Two forces of magnitude 20 newtons and 25 newtons respectively act at a point. If the resultant force is 39 newtons, the angle between the forces has to be nearly?

To find the angle between the two forces, we can use the concept of vector addition. The resultant force is the vector sum of the two forces. Therefore, it can be represented as the diagonal of a parallelogram formed by the two forces.

Let's label the two forces as F1 and F2, with magnitudes of 20 newtons and 25 newtons, respectively. The resultant force is given as 39 newtons.

Using the triangle law of vector addition, the magnitude of the resultant force can be calculated as:

Resultant force = √(F1² + F2² + 2F1F2cosθ)

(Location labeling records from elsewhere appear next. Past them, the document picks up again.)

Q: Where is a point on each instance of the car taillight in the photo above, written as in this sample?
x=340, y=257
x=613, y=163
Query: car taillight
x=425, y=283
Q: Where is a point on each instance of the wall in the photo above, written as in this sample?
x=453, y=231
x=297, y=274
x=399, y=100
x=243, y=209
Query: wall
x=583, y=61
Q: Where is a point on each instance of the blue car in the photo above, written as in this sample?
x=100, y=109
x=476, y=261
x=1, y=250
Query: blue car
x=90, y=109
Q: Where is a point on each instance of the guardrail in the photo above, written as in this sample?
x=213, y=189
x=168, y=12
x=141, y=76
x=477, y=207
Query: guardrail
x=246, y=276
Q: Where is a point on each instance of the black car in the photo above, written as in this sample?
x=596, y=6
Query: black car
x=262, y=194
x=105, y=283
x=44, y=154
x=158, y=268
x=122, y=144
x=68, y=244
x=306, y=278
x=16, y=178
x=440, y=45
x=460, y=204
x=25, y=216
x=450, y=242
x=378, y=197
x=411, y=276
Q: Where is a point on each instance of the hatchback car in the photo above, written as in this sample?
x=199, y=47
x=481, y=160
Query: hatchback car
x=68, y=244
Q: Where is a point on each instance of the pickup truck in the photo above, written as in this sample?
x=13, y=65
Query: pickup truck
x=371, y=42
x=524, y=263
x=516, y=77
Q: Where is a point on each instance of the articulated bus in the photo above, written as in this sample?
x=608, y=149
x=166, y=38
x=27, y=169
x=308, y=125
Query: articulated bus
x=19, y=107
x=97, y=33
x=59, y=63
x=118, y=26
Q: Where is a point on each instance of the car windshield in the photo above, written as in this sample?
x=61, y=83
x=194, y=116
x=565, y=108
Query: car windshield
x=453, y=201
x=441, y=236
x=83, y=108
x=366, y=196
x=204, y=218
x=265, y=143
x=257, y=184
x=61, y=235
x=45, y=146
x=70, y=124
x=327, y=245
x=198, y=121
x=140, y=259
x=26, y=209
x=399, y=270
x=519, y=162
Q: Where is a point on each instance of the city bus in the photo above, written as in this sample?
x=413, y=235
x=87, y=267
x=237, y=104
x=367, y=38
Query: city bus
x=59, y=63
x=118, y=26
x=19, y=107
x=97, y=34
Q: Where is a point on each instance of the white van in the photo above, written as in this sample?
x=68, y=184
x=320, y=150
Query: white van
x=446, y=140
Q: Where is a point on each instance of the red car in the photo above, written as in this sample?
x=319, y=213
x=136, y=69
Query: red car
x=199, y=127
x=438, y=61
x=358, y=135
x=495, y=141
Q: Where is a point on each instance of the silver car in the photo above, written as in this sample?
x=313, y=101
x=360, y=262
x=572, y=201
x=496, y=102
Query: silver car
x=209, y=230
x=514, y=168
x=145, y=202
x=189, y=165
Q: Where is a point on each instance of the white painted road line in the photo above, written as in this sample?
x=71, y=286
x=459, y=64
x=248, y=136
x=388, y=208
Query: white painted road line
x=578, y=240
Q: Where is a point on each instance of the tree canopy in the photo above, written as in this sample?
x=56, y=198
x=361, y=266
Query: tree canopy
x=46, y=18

where θ is the angle between the two forces.

Let's rearrange the formula to find the angle θ:

cosθ = (Resultant force² - F1² - F2²) / (2F1F2)

Now we can substitute the given values into the formula:

cosθ = (39² - 20² - 25²) / (2 * 20 * 25)
cosθ = (1521 - 400 - 625) / 1000
cosθ = 496 / 1000
cosθ = 0.496

To find the angle θ, we can take the inverse cosine (arccos) of 0.496 using a calculator:

θ ≈ arccos(0.496)
θ ≈ 59.28 degrees

Therefore, the angle between the forces is approximately 59.28 degrees.